EDITORIAL: Visit Hungarian Uprising exhibit

EDITORIAL%3A+Visit+Hungarian+Uprising+exhibit

Editorial Staff

There is currently an exhibit on campus that can teach Eastern students about world history, but in fact represents something even more important.

An exhibit opened Monday in Booth Library that details the 1956 Hungarian Uprising, in which thousands of civilians took to the streets to demand a democratic government and freedom from Soviet rule.

The uprising was eventually ended when Soviet forces entered the streets of the Hungarian capital Budapest and reestablished Soviet power.

The exhibit was made possible by Stephen Szigethy, a local man whose father participated in the uprising before relocating to Central Illinois.

But the exhibit does more than simply tell a story. It reminds us that events that seem to have taken place a long time ago in a faraway place may actually feel much more recent and be much closer to home than we realize.

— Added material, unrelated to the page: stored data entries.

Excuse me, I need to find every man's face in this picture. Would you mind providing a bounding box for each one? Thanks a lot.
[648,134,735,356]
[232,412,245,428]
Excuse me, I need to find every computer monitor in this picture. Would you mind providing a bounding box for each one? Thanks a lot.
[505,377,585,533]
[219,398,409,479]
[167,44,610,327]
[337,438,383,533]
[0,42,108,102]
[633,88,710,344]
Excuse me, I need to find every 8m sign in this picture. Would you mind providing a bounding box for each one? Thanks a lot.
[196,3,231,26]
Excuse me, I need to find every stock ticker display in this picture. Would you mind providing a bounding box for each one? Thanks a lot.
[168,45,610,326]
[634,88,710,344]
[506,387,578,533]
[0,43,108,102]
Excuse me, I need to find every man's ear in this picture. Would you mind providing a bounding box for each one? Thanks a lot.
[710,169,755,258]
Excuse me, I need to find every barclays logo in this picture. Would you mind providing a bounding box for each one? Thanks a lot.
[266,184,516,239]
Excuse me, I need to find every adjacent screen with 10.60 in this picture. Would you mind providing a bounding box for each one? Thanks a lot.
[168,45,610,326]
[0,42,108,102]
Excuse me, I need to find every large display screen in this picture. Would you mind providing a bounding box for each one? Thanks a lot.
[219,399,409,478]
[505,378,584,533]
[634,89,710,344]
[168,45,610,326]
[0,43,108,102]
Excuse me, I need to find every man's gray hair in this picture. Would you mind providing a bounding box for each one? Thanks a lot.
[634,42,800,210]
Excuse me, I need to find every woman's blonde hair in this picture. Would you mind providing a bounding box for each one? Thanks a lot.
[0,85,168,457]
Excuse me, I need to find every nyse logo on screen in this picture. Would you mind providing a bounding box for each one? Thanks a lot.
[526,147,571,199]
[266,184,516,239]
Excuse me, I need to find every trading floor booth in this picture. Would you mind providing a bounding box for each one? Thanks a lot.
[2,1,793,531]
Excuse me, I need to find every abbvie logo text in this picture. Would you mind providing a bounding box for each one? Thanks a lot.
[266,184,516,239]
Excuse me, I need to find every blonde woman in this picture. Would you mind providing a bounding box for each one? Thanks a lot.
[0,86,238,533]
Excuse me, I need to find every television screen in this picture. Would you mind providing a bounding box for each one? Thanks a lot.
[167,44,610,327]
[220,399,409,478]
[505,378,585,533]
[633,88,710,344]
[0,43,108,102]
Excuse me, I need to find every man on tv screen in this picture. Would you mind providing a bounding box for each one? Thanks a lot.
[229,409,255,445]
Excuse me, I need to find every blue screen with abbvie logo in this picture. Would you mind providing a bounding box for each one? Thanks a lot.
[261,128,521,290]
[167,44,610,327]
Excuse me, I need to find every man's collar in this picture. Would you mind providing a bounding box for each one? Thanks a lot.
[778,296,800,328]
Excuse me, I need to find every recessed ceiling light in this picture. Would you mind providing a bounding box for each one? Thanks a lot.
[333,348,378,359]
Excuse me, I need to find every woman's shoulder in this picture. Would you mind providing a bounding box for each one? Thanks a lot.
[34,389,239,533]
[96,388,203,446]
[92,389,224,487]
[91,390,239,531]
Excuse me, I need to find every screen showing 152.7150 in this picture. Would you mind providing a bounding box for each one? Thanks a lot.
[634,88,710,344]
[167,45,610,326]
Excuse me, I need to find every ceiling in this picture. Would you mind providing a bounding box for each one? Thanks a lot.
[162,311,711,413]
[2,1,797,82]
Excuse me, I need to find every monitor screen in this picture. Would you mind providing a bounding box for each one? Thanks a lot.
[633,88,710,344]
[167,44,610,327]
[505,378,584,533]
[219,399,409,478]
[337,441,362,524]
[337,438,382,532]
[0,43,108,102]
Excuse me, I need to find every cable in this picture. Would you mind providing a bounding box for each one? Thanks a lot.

Even in small communities, there exist connections to countries all over the globe and events that helped shape the world as it is today.

There are people around us with vastly different experiences from our own, and people whose families have taken very different paths to get to the same place.

No two people in a community got to that community the exact same way. They may have taken the same physical path to get there, but that is where most similarities end.

So if you go to see the exhibit, and we at The Daily Eastern News recommend that you do, take a moment and consider what it really means. Budapest in 1956 and Charleston in 2021 are much closer than it seems.